On May 6, Standard & Poors announced that Barden needed to increase his equity stake in the project and would do so to the tune of $35 million. How? By selling Fitzgeralds. S&P analyst Ben Bubeck disclosed to the Pittsburgh Tribune that the sale would take place by May 2009. Added the Pittsburgh Post-Gazette, "To help bolster the financing, Mr. Barden has pledged to sell his Fitzgeralds Casino in downtown Las Vegas and to set aside $35 million to make debt service payments in the first year of the North Shore slot parlor's operation if the money isn't required for the construction itself."
CB Richard Ellis Executive Vice President John Knott told the Las Vegas Review-Journal that getting Barden's asking price -- or more -- ought to be a breeze. "I think $35 million for Fitzgeralds would be a bargain. The line would form behind me." After all, Caudill himself had recently plunked down $32 million for Binion's, a property in far worse straits, physically and financially, than the Fitz.
Barden could scare up more capital by selling a downtown Las Vegas office building that he bought for $13.5 million two years ago. At the time, Barden intended it to serve as the hub of his growing five-casino mini-empire, but his gaze quickly shifted to Pittsburgh.
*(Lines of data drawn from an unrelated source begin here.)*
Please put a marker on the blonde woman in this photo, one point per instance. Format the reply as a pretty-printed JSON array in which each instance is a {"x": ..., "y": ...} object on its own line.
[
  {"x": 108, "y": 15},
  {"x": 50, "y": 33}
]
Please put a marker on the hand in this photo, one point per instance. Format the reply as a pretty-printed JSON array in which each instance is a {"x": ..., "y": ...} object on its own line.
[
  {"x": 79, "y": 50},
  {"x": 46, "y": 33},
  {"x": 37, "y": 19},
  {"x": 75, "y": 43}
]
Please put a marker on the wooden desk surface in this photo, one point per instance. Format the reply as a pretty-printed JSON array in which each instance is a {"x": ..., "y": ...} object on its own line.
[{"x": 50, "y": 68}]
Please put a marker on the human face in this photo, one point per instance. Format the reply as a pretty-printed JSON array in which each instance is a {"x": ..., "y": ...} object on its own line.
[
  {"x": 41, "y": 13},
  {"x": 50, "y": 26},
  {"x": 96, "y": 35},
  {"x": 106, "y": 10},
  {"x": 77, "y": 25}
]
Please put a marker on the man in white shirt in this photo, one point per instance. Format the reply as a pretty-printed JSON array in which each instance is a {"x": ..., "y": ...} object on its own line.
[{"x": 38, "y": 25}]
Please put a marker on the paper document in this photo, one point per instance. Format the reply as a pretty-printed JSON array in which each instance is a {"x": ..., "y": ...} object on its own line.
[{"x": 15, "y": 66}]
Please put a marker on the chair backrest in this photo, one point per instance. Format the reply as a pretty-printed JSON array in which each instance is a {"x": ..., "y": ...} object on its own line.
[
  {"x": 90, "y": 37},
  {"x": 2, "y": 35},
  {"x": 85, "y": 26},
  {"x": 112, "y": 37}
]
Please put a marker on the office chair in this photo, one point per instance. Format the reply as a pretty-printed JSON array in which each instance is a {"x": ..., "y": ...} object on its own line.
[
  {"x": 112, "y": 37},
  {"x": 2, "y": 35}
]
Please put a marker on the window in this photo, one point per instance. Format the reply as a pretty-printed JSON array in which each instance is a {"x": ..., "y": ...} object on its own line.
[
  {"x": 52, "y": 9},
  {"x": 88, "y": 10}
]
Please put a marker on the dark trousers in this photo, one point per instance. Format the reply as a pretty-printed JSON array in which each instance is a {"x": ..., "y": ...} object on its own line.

Ironically and prophetically, Barden said when he purchased the 302 Carson Ave. tower that "he had many dreams -- but not the available capital to fulfill them all," according to the Las Vegas Business Press. He also questioned "the probity of building casino facilities whose scale and amenities would go well above and beyond what Pennsylvania actually mandates." (A rival Harrah's Entertainment-backed project was budgeted at $512 million, compared to Majestic Star's projected cost of $450 million.) Barden won the Pittsburgh casino concession despite scoring only 274 out of a possible 600 on a rating scale devised by Pittsburgh's city planning department. (Harrah's and its Forest City partners notched a 388 and Isle of Capri Casinos scored a 317.)
Compounding a situation rife with ironies, one of Barden's financiers is Apollo Strategic Value Fund, an offshore private-equity fund owned by Apollo Management, part-owner of...Harrah's. Having been barred from the front door, could Harrah's get into the Pittsburgh market via the rear? "If in fact this is the way it works out, it could prove to be a very shrewd move by Harrah's," Spectrum Gaming Group Vice President Joe Weinert told the Post-Gazette. "It could prove to be a win-win for Barden and Harrah's."
Some Barden detractors, notably Pennsylvania state Sen. Jim Ferlo, have voiced unease about Barden's finances and even raised the prospect of re-bidding his casino license. But his supporters, who include Gov. Ed Rendell, are mostly sanguine. They note that steel and concrete are rising on Barden's site, while two casinos planned for Philadelphia haven't begun to start construction, mired as they are in zoning issues.